I hesitated. He exploited. He was in, it was check-mate. There could be no going back now. The scales had tilted in his favour and what he had left unsaid remained all powerful.
Later, in the dark of the night. I lay awake. Fleur slept with her head on my chest, her soft snores wrapped me in their loving embrace. My right hand fell on the hollow of the small of her back. Her smooth and soft skin warm under my hand. The storm had passed and the night was clear and bright now. There would be a frost in the morning. I could see the stars from the uncurtained window. There was little light pollution out here and the stars shone with an almost blue white brightness. The unseen moon painted the Welsh hills in a clear silvery light. The dry stone walls that crossed the pastureland drew dark impenetrable shadows in the moonlight. I would always be there. They would just appear from nowhere, tell me they knew about me and I would go and do their dirty work. How many people would have to suffer this time? How many young and innocent lives snatched away by my hand? The memory of the boy in Tanjoc nearly 25 years ago remained my constant companion. He reached across death and time to touch my soul in these darkest watches of the night. I would never lose his step beside mine. Maybe, I didn’t want to. Maybe if little Jesus left me he would take my humanity with him.

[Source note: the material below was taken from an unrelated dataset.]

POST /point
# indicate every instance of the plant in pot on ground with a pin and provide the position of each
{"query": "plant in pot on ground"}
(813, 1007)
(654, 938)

In the morning I would get up and head to their meeting. All would become clear. Until then I knew that I would have to watch the minutes tick over one by one. I knew if I slept I would be visited by my nightmare. I knew that once again I would have to watch in infinite detail as my death unfolded on the canvas of my dreamscape in the same way as it had done for years, at the hands of the IRA in an attack on the Falls Road. Between the images of my service in Belfast Jesus would be there. I would pay this price always.